There is no Claude 4 Haiku just yet, but the new Sonnet and Opus models can reportedly handle tasks that previous versions could not. In our interview with Albert, he described testing scenarios where Opus 4 worked coherently for up to 24 hours on tasks like playing Pokémon while coding refactoring tasks in Claude Code ran for seven hours without interruption. Earlier Claude models typically lasted only one to two hours before losing coherence, Albert said, meaning that the models could only produce useful self-referencing outputs for that long before beginning to output too many errors.

In particular, that marathon refactoring claim reportedly comes from Rakuten, a Japanese tech services conglomerate that “validated [Claude’s] capabilities with a demanding open-source refactor running independently for 7 hours with sustained performance,” Anthropic said in a news release.

Whether you’d want to leave an AI model unsupervised for that long is another question entirely because even the most capable AI models can introduce subtle bugs, go down unproductive rabbit holes, or make choices that seem logical to the model but miss important context that a human developer would catch.

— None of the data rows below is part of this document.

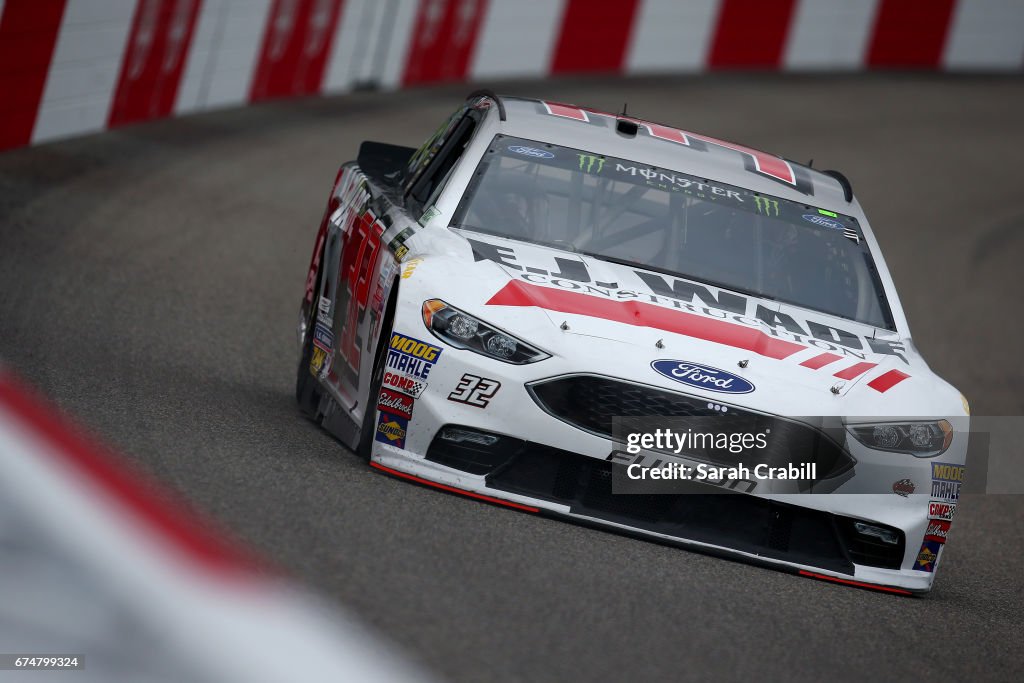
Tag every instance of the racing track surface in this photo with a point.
(148, 285)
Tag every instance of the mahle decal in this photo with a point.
(588, 162)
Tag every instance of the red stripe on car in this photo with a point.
(858, 584)
(910, 33)
(637, 313)
(888, 380)
(28, 37)
(594, 36)
(453, 489)
(296, 45)
(856, 370)
(751, 34)
(154, 60)
(566, 111)
(820, 360)
(443, 39)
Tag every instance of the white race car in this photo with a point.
(536, 306)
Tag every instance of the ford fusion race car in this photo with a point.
(482, 312)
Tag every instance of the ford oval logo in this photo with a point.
(530, 152)
(702, 377)
(822, 221)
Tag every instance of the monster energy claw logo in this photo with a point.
(587, 163)
(766, 206)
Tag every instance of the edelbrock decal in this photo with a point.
(530, 152)
(701, 377)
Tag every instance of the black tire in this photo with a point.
(370, 417)
(307, 391)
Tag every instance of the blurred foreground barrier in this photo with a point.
(101, 566)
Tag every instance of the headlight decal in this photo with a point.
(468, 332)
(921, 438)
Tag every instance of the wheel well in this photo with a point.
(392, 304)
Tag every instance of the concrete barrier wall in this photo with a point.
(74, 67)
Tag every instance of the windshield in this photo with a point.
(664, 220)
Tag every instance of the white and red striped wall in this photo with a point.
(72, 67)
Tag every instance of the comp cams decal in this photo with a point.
(941, 510)
(404, 383)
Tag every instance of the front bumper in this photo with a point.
(553, 467)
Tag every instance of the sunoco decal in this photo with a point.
(398, 403)
(927, 556)
(530, 152)
(941, 510)
(823, 222)
(701, 377)
(391, 429)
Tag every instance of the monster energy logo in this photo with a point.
(587, 163)
(766, 206)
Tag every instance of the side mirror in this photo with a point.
(384, 163)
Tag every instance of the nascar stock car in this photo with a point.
(481, 311)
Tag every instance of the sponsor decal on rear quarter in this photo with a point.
(701, 377)
(903, 487)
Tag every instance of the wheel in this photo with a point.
(307, 391)
(370, 416)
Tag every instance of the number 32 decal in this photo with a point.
(475, 391)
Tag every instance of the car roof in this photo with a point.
(668, 147)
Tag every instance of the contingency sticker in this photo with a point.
(412, 356)
(946, 480)
(393, 401)
(391, 429)
(404, 383)
(927, 557)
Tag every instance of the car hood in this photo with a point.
(567, 302)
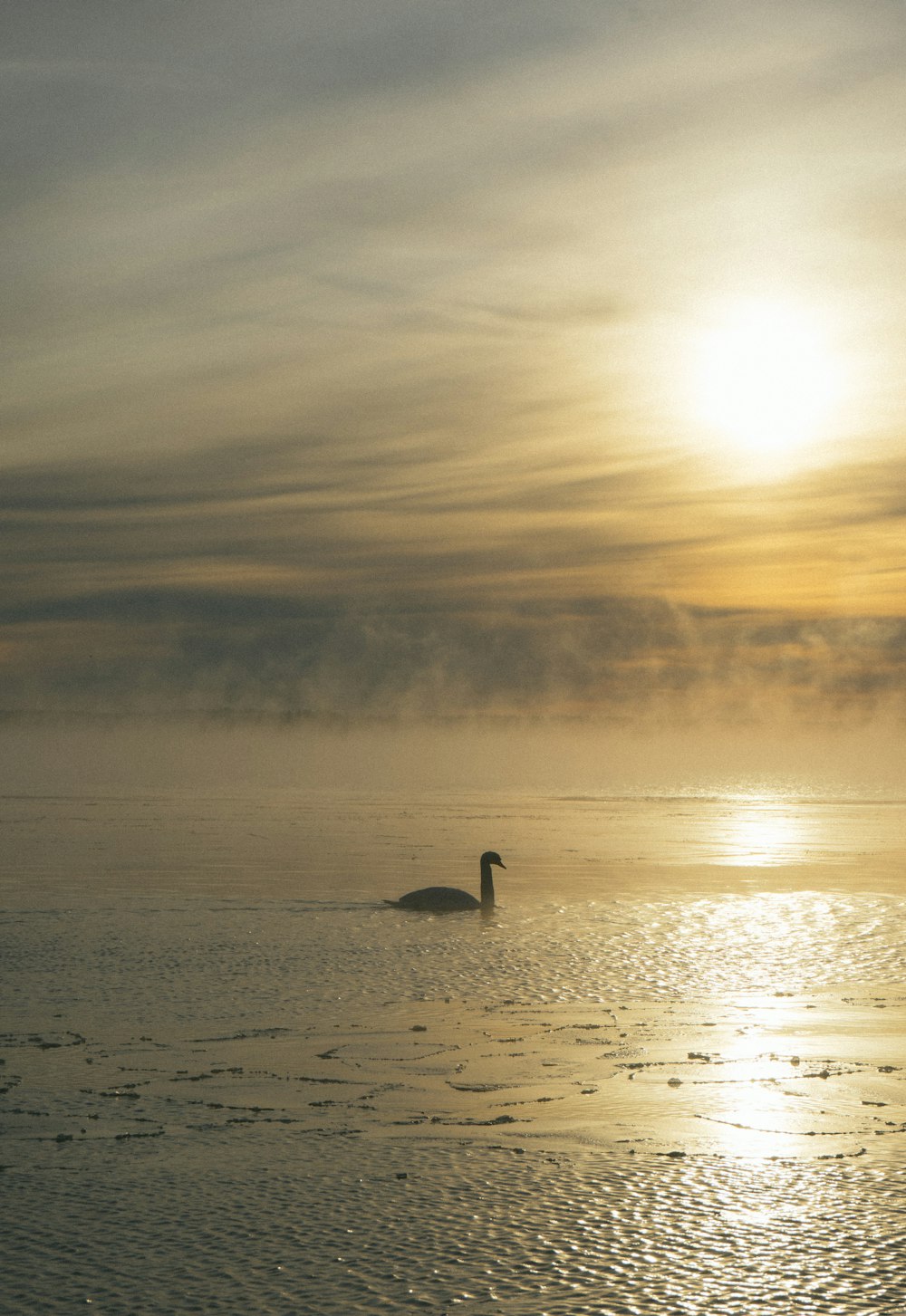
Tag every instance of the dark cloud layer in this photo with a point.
(116, 607)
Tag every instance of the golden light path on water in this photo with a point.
(664, 1077)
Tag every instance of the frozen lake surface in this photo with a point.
(665, 1077)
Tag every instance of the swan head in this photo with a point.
(493, 857)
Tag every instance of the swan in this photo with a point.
(450, 899)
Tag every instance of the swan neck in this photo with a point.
(487, 885)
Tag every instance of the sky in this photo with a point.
(441, 360)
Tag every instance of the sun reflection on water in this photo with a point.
(766, 831)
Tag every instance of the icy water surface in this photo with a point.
(667, 1075)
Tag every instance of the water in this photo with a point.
(664, 1077)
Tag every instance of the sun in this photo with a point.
(766, 379)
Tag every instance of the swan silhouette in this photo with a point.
(450, 899)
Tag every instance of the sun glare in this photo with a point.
(766, 379)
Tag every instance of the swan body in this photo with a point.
(450, 899)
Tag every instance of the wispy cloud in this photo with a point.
(337, 356)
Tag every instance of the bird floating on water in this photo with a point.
(450, 899)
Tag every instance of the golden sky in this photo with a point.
(426, 356)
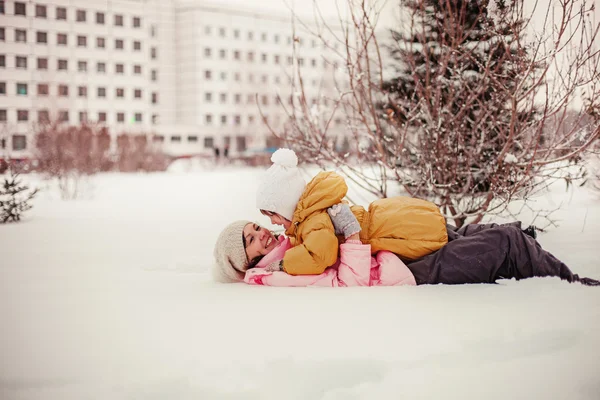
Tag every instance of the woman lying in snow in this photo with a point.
(475, 253)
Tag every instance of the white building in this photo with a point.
(189, 74)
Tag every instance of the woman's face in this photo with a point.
(259, 241)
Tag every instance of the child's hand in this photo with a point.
(344, 222)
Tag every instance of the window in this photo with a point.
(63, 116)
(61, 13)
(41, 37)
(21, 62)
(61, 39)
(40, 11)
(80, 16)
(20, 8)
(22, 115)
(20, 35)
(19, 142)
(42, 63)
(43, 89)
(43, 116)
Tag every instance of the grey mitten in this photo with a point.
(344, 222)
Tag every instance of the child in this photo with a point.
(410, 228)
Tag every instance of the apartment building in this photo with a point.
(191, 75)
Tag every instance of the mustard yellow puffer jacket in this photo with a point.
(411, 228)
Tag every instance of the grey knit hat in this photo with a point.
(230, 255)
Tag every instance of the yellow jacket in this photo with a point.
(411, 228)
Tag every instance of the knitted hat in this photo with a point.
(282, 185)
(230, 254)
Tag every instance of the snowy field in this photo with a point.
(109, 297)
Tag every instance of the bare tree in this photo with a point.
(483, 122)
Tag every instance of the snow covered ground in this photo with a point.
(109, 297)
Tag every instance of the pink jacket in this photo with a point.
(355, 267)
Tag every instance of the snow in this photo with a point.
(109, 297)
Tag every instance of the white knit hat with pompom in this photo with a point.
(282, 185)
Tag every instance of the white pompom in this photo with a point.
(285, 158)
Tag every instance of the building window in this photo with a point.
(41, 37)
(61, 13)
(20, 35)
(22, 115)
(19, 142)
(22, 89)
(80, 16)
(61, 39)
(63, 90)
(20, 8)
(43, 89)
(40, 11)
(42, 63)
(43, 116)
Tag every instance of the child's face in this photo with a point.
(258, 240)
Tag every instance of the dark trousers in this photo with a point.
(483, 253)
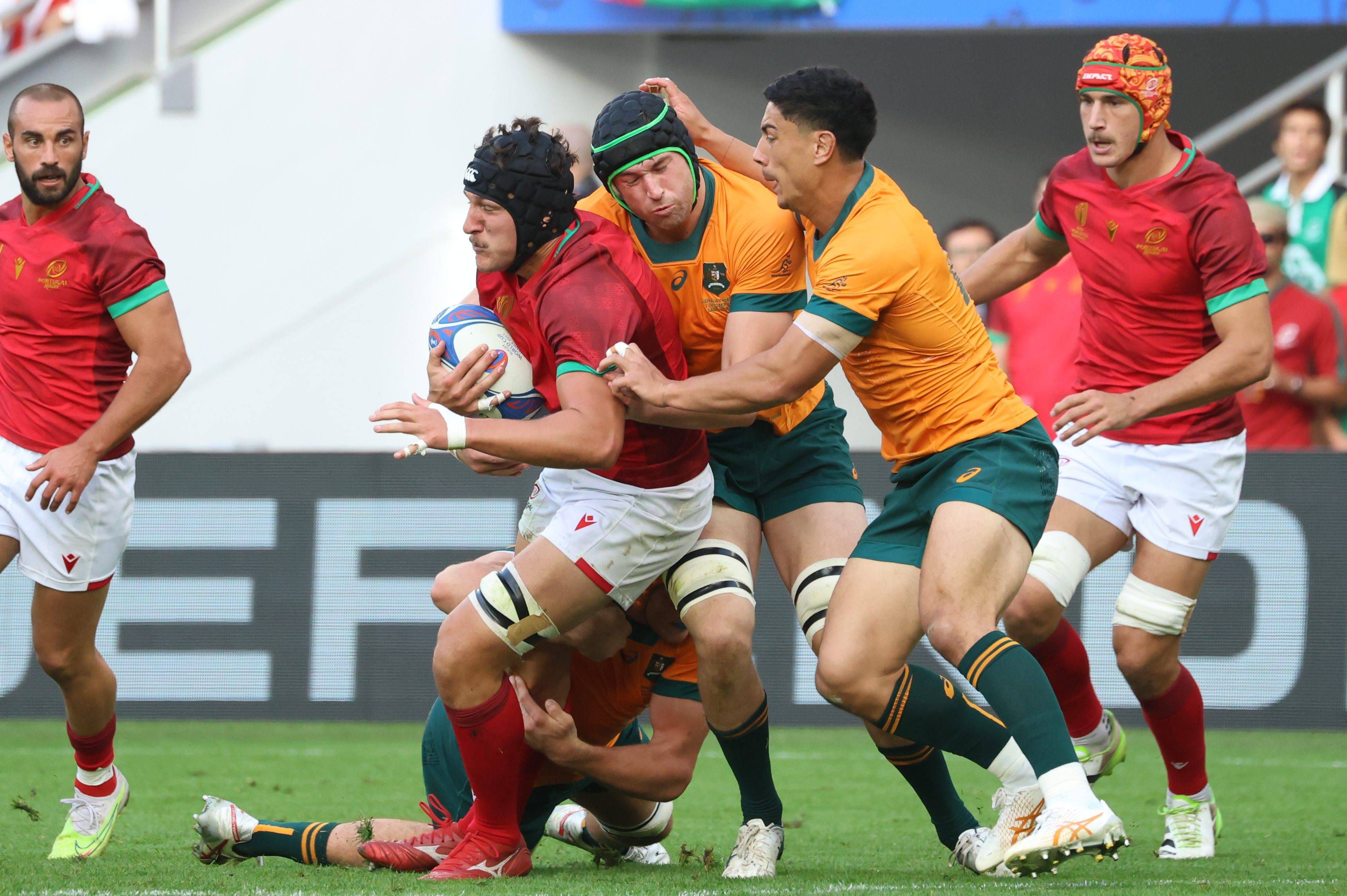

While many people now use Claude for easy-going vibe coding, as we covered in March, the human-powered (and ironically-named) “vibe debugging” that often results from long AI coding sessions is also a very real thing. More on that below.

To shore up some of those shortcomings, Anthropic built memory capabilities into both new Claude 4 models, allowing them to maintain external files for storing key information across long sessions. When developers provide access to local files, the models can create and update “memory files” to track progress and things they deem important over time. Albert compared this to how humans take notes during extended work sessions.

Extended thinking meets tool use

Both Claude 4 models introduce what Anthropic calls “extended thinking with tool use,” a new beta feature allowing the models to alternate between simulated reasoning and using external tools like web search, similar to what OpenAI’s o3 and 04-mini-high AI models currently do in ChatGPT. While Claude 3.7 Sonnet already had strong tool use capabilities, the new models can now interleave simulated reasoning and tool calling in a single response.

“So now we can actually think, call a tool process, the results, think some more, call another tool, and repeat until it gets to a final answer,” Albert explained to Ars. The models self-determine when they have reached a useful conclusion, a capability picked up through training rather than governed by explicit human programming.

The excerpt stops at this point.